Opened 3 years ago
Closed 3 years ago
#53093 closed enhancement (duplicate)
Network Admin Email
Reported by: | lars2923 | Owned by: | |
---|---|---|---|
Milestone: | Priority: | normal | |
Severity: | normal | Version: | 5.7.1 |
Component: | Users | Keywords: | |
Focuses: | administration | Cc: |
Description
I changed the Network Admin Email found under Setting. Here is a portion of the message received when Saving Changes: "we will send you an email at your new address to confirm it. The new address will not become active until confirmed."
What occurred to me is IF I were a hacker, I change the email address from yours to mine, All I have to do is go to MY email and acknowledge the change.
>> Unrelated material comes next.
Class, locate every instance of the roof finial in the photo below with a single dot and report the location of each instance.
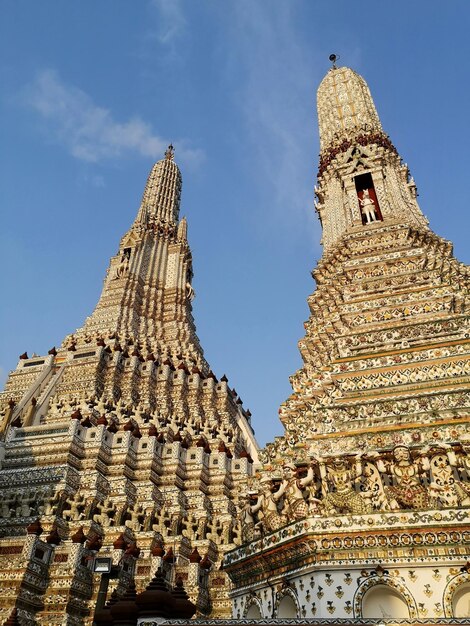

What I feel should happen is an email should be sent to the address that is originally in the Network Admin Field (your address) prior to the change and have that individual (you) acknowledge the change.
As it stands, I as a hacker can change the address to my address and it is my address that received the email requesting acknowledgement, not yours.
Hi there, welcome to WordPress Trac!
Thanks for the report, we're already tracking this issue in #48563.
As noted in [41254] / #39118, the confirmation sent to the new email is not meant as a security step, it only prevents accidental or erroneous email address changes from potentially locking users out of their site.
[41164] / #39117 added a notification sent to the old admin email address as well, to reduce the chances of a site compromise going unnoticed.
Let's continue the discussion in #48563 to keep it in one place.